不妊症に流産などの原因抗体が関係か 札幌の病院などが発表
カップルの10組に1組が抱える「不妊症」に、血栓症や流産などの原因となる抗体が関係しているとする研究成果を手稲渓仁会病院などの研究グループが発表しました。妊娠前から適切な治療を行うことで、妊娠率を上げられる可能性があると期待されています。
この研究を行ったのは、手稲渓仁会病院不育症センターの山田秀人センター長などの研究グループです。
グループでは、不妊症外来を受診した26歳から45歳までの女性224人を採血し、血が固まって血管が詰まる血栓症や流産などの原因とされている「ネオ・セルフ抗体」の有無を調べました。
「ネオ・セルフ抗体」は、自分の体の細胞を攻撃してしまう自己抗体の1つです。
その結果、およそ18%にあたる40人が「ネオ・セルフ抗体」を持っていることがわかりました。

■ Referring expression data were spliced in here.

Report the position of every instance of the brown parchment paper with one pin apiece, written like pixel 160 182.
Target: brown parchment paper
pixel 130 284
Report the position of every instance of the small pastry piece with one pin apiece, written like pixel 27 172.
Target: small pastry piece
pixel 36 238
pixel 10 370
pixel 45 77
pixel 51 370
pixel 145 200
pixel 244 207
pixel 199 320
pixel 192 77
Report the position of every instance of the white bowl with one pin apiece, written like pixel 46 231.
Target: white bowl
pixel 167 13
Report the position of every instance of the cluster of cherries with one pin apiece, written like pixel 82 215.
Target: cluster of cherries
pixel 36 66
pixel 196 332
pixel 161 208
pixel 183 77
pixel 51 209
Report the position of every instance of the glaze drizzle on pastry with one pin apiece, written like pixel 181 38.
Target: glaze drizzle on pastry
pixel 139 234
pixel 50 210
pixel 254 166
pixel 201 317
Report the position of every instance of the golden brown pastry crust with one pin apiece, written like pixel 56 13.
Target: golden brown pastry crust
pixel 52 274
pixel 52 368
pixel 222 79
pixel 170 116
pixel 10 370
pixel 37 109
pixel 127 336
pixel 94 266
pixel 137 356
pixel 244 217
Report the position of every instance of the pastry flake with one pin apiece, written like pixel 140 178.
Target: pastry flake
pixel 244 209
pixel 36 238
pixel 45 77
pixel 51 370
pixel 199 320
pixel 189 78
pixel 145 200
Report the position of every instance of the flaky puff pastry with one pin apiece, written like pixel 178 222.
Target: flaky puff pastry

また、採血した人の中で、不妊症のリスク因子の「子宮内膜症」である45人のうちおよそ29%で抗体があり、▼体外受精などの不妊治療を行った人で3回以上妊娠が成立しない「反復着床不全」の36人のうちおよそ28%で抗体があることがわかりました。
「ネオ・セルフ抗体」は、通常は100人に1人で陽性になりますが、今回の研究では高い結果がでたことから、不妊症の原因に抗体が関係していると考えられるということです。
研究グループは、妊娠を望む人には抗体の有無を検査し、血栓を防ぐ治療を行うことで、妊娠率を上げられる可能性があるとしていて、山田センター長は、「不妊症の原因は不明なことが多いが、今回の調査で要因の一端が明らかになった。今後、抗体の検査と治療が保険適用になるようデータを集めていきたい」と話していました。